“I will tell you,” said Xerxes, speaking as if he were in the deepest distress. “I heard of your engagement yesterday evening. I had permitted myself to entertain hopes in regard to you, not dreaming that I had a rival. I do think you ought to have informed me of this fact, in common charity.”
“You never asked me, Mr. Comston.”
“No: but when you saw my infatuation, you might have thrown out a hint, that your heart was pre-occupied. But you allowed me to go on in my blindness till I have become hopelessly entangled in the web of Cupid. I love you to madness. O, why did you not warn me?” exclaimed Xerxes in a voice of such exquisite anguish that Clara felt sorry, and yet glad.

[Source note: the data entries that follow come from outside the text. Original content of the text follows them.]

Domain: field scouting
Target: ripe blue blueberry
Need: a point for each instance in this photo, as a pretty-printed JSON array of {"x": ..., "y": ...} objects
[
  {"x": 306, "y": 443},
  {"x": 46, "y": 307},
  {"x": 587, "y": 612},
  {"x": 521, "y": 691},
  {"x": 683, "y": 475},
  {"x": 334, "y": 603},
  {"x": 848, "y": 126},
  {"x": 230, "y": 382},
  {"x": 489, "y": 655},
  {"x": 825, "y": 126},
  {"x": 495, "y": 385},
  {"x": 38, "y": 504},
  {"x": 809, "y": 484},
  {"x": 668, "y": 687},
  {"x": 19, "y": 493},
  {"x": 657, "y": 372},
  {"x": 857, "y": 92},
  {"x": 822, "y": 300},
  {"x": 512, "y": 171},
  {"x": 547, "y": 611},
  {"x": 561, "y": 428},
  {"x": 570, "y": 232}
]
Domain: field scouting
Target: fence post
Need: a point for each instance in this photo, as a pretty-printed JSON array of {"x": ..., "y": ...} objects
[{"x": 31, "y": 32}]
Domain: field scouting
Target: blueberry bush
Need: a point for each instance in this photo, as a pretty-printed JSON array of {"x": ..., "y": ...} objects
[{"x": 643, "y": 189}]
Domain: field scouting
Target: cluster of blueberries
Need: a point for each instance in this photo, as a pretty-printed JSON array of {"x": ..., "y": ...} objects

“I think it would have been presumptuous in me to have done so. I did not know that you cared anything for me.”
“Well, it is useless to talk about it, I suppose. I go with a great wound in my heart which nothing on earth can cure. You are lost to me forever. The thought drives me mad. I cannot remain here.”
“Why should you go?” asked Clara timidly.
“Do you suppose I could stay here, and see you the bride of another? No, no, never.”
“Another? whom do you mean?”
“Why, you know—Mr. Edgefield.”
“I don’t think I will ever be his bride,” replied Clara in a low, hesitating tone.